The agreement includes several states -- Illinois, Indiana, Michigan, Minnesota, New York, Ohio, Pennsylvania and Wisconsin -- along with two Canadian provinces, Ontairio and Quebec. Controlling out of basin transfers was a major rallying point for the states and provinces, according to Naftzger.
During the late 1990s a proposal to send water via tanker ship to Asia got everyone's attention, he said. It was worrisome due to the fact that there was no statuary authority to oversee the deal and no regulatory processes in place to ensure that the watershed would not be damaged.

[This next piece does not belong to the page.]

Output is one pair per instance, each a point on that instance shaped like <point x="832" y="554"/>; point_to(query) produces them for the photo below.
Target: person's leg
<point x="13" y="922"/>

Naftzger pointed out that the biggest political obstacle was getting the state legislators to pass the authorizing legislation without tinkering with it. A compact requires identical language since it's a contract between sovereign states. "The 2005 agreement required 18 legislative bodies approval with no changes," and, "getting a thumbs up or thumbs down required some education," he said.
Justice Hobbs couldn't help getting in a little western dig at Mr. Naftzger telling him that the agreement, "Locked up 90% of the fresh water in the U.S."
Focus on Federal Priorites
Friday's general session featured: Rick Cables, Regional Forester, U.S. Forest Service; Sally Wisely, Colorado State Director, Bureau of Land Management; and Larry Walkoviak, Upper Colorado Regional Director , U.S. Bureau of Reclamation.
All three outlined their agency's renewed commitment to building partnerships with everyone they can. They're trying to be inclusive within the constraints of agency and national policy.
Cables painted a dire picture of some of the watersheds in Colorado saying, "Water supply and water quality are in trouble," and that the only three issues that matter are, "water, water and water."
He is worried about the adverse effects to the watershed from the devastation of lodgepole forests in Colorado. The runoff may come sooner and sedimentation will be a problem. Also, the problem of falling trees -- two million acres of dead trees is a lot of snags -- will effect 350 miles of roads, miles of utility lines, aesthetics and fire control near populated areas. He conceded that it may be impossible to do much in the roadless areas due to budget restrictions and time.
Sedimentation is another huge problem. He mentioned Denver Water's multimillion dollar effort to control erosion and sedimentation in the Hayman Burn area near Chatfield Reservoir. He is hoping for funding to build pro-active controls.
Cables said, "Hopefully we'll have a sea of new lodgepoles come in under the dead trees." Indeed.
During her talk Wisely said, "Water is perhaps our most important responsibility," and added, "water [health] has to be one of the key litmus tests," for projects and agency accountability.
Regarding oil shale development she reminded everyone that there are only 5 projects authorized at this time and they are all looking at in situ methods rather than open pit mining. In situ techniques will be much less damaging to the environment, it is hoped. Everyone pulling for oil shale also hopes that someone will determine a commercially viable solution.
[ed. Oil shale remains the "Next Big Thing" as it has been for 100 years.]
Walkoviak echoed the sentiments of just about everyone in the room when he said he's, "Hoping for a good runoff," because that makes his job easier. Phone calls slow down and the volume and tone take less management.
Reclamation's priorities for 2009 center around maintenance of projects that are old and getting older. Last year they were able to deliver an additional 750,000 acre feet from Lake Powell to the lower basin states. "There is no shortage of people telling us how to operate our reservoirs," he said, scanning the audience for a few of the people he was talking about.
You'll be able to download the powerpoint slides from the Colorado Water Congress soon according to Executive Director Doug Kemper. Video recordings of the meeting should also be available soon. Get a copy just for the Robbins and Hobbs (and Naftzger) session.